Renauldon, one of the authors I have mentioned, gives us an insight into this matter, by laying before us the rules that legal men had to follow in their valuation of the different feudal rights which still existed in 1765, that is to say, twenty-four years before the Revolution. According to this law writer, the rules to be observed on these matters were as follow:—
Droits de Justice.—‘Some of our coutumes,’ he says, ‘estimate the value of justice haute, basse, or moyenne at a tenth of the revenues of the land. At that time the seignorial jurisdiction was considered of great importance. Edmé de Fréminville opines that, at the present day, the right of jurisdiction ought not to be valued at more than a twentieth of the revenues of the land; and I consider this valuation still too large.’
Droits Honorifiques.—‘However inestimable these rights may be considered,’ declares our author, a man of a practical turn of mind, and not easily led away by appearances, ‘it would be prudent on the part of those who make valuations to fix them at a very moderate price.’
Corvées Seigneuriales.—Our author, in giving the rules for the estimation of the value of forced labour, proves that the right of enforcing it was still to be met with sometimes. He values the day’s work of an ox at 20 sous, and that of the labourer at 5 sous, with his food. A tolerably good indication of the price of wages paid in 1765 may be gathered from this.

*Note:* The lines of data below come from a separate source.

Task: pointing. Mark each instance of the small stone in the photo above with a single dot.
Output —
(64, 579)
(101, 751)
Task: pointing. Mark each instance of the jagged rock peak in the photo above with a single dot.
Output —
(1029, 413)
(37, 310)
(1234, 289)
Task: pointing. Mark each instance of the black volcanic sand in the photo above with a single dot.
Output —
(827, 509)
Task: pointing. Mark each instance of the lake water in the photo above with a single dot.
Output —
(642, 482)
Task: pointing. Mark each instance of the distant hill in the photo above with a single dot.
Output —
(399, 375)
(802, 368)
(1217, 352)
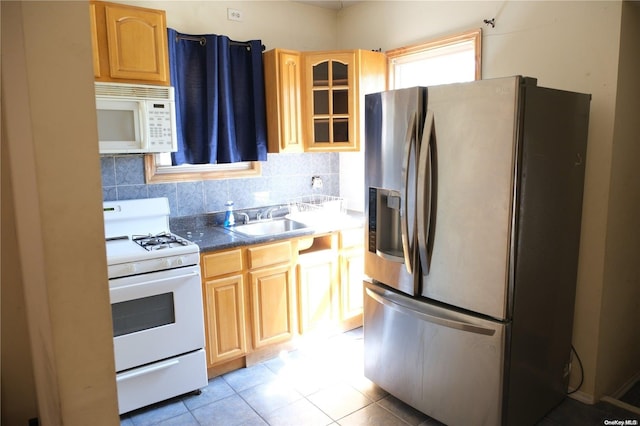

Péages.—Respecting the valuation of the tolls our author says, ‘There is not one of the Seignorial rights that ought to be estimated lower than the tolls. They are very precarious. The repairs of the roads and bridges—the most useful to the commerce of the country—being now maintained by the King and the provinces, many of the tolls become useless nowadays, and they are suppressed more and more every day.
Droit de Pêche et de Chasse.—The right of fishing may be farmed out, and may thus give occasion for valuation. The right of the chase is purely personal, and cannot be farmed out; it may consequently be reckoned among the honorary rights but not among the profitable rights, and cannot, therefore, be comprehended in any valuation.
Our author then mentions more particularly the rights of banalité, banvin, leyde, and blairie, and thus proves that these rights were those most frequently exercised at that time, and that they maintained the greatest importance. He adds, ‘There is a quantity of other seignorial rights, which may still be met with from time to time, but which it would be too long and indeed impossible to make mention of here. But intelligent appraisers will find sufficient rules, in the examples we have already given, for the estimation of those rights of which we do not speak.’